The financial industry just experienced a (hopefully) 'once-in-a-lifetime' crisis, which nearly brought down the entire system. A recent report by the IMF estimates bank write-downs and loan provisions between 2007-2010 at US$2.3trn, with about two-thirds of these losses (or about US$1.5trn) realised by the end of 2009.
Originating first in the US subprime market before spreading around the globe, the credit crisis has highlighted many limitations of the industry's general valuation practices and our understanding and management of risk, particularly as they relate to structured credit portfolios. Market participants clearly misunderstood and underestimated the risks in many securities, especially with respect to systematic risk, default correlation, contagion and liquidity.
Modelling, valuation and risk measurement of structured credit products is challenging, given the complexity of the structures and underlying risks. Investors have in practice generally relied on periodic valuations by dealers or other third parties, or on simple models based on credit ratings and on top-down views of collateral portfolios.
This black-box approach has resulted in a lack of transparency in prices and limited risk capabilities (risk measures, stress testing, concentration risk, etc). During the housing and credit boom of the last decade, structured finance instruments generally performed well.
There was a widespread perception that their risks were small and contained. This view proved to be wrong...and costly.
Valuation and risk solutions for structured credit portfolios are computationally intensive and require important investments in methodology, systems, people and the integration of multiple data sources. Several difficulties in valuing and measuring their risk include:
• Complex risk profiles. Portfolios contain market risk (interest rates and spreads), credit risk and prepayment risk (as well as liquidity risk). These risks are intertwined and it is difficult to capture their interaction effectively. Correlations are very important and difficult to assess, and they are not widely used or standardised. Systematic concentrations have proven to be key drivers of losses, as well as possible contagion (within a market, as well as across markets).
• Complex structures. The cashflow structures are complex and generally opaque for a standard investor. They are difficult to model and are computationally involved.
• Lack of reliable pricing data. Pricing, as well as fundamental credit data, comes from multiple data sources and is often incomplete or unreliable. The lack of liquidity in the market increases this problem.
What is the value of a security and how do we know?
When dealing with complex structures and markets with limited liquidity, it is important to understand the meaning and use of a 'price'. It is vital to acknowledge the sometimes "heroic" assumptions in industry models and the limitation of the information that we can reasonably extract from the market.

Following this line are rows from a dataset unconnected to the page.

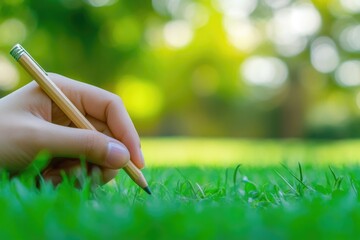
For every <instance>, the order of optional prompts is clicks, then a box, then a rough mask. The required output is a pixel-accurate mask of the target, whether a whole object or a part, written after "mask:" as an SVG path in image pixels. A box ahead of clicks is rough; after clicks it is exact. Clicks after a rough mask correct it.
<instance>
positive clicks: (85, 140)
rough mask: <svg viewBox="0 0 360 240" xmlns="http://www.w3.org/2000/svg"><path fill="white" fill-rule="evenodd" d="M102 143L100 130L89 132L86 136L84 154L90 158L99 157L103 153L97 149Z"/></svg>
mask: <svg viewBox="0 0 360 240" xmlns="http://www.w3.org/2000/svg"><path fill="white" fill-rule="evenodd" d="M101 143H102V138H101V135H100V133H98V132H91V133H90V132H89V134H88V135H86V137H85V143H84V151H83V152H84V155H85V156H86V157H89V158H98V157H99V155H100V154H101V153H100V152H99V151H97V149H99V146H100V145H101Z"/></svg>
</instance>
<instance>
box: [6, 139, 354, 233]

When liquidity is thin, dealer quotes are unreliable and model parameters cannot be estimated based only on observed market prices. The crisis has made evident these limitations and has further highlighted the subjectivity of valuation models and their assumptions.
In practice, we must effectively incorporate into the valuation process fundamental credit information, historical data and expert judgment. In addition, it is vital to develop explicit model risk and stress testing approaches, which can help us understand better the behaviour of instruments and portfolios, together with their risks and the 'Knightean' uncertainties we are facing.
A quote by the famous dramatist and poet Oscar Wilde (1854‐1900) comes to mind:
"Nowadays people know the price of everything and the value of nothing."
If Wilde were alive today, his quote might well have read something like this:
"Before the crisis, people knew the price of everything and the value of nothing... now they know neither."
In upcoming articles, I will explore in more detail several lessons and best practices the market is re-learning as it emerges from the crisis, as well as the application of model risk and scenario analysis concepts to structured credit portfolios.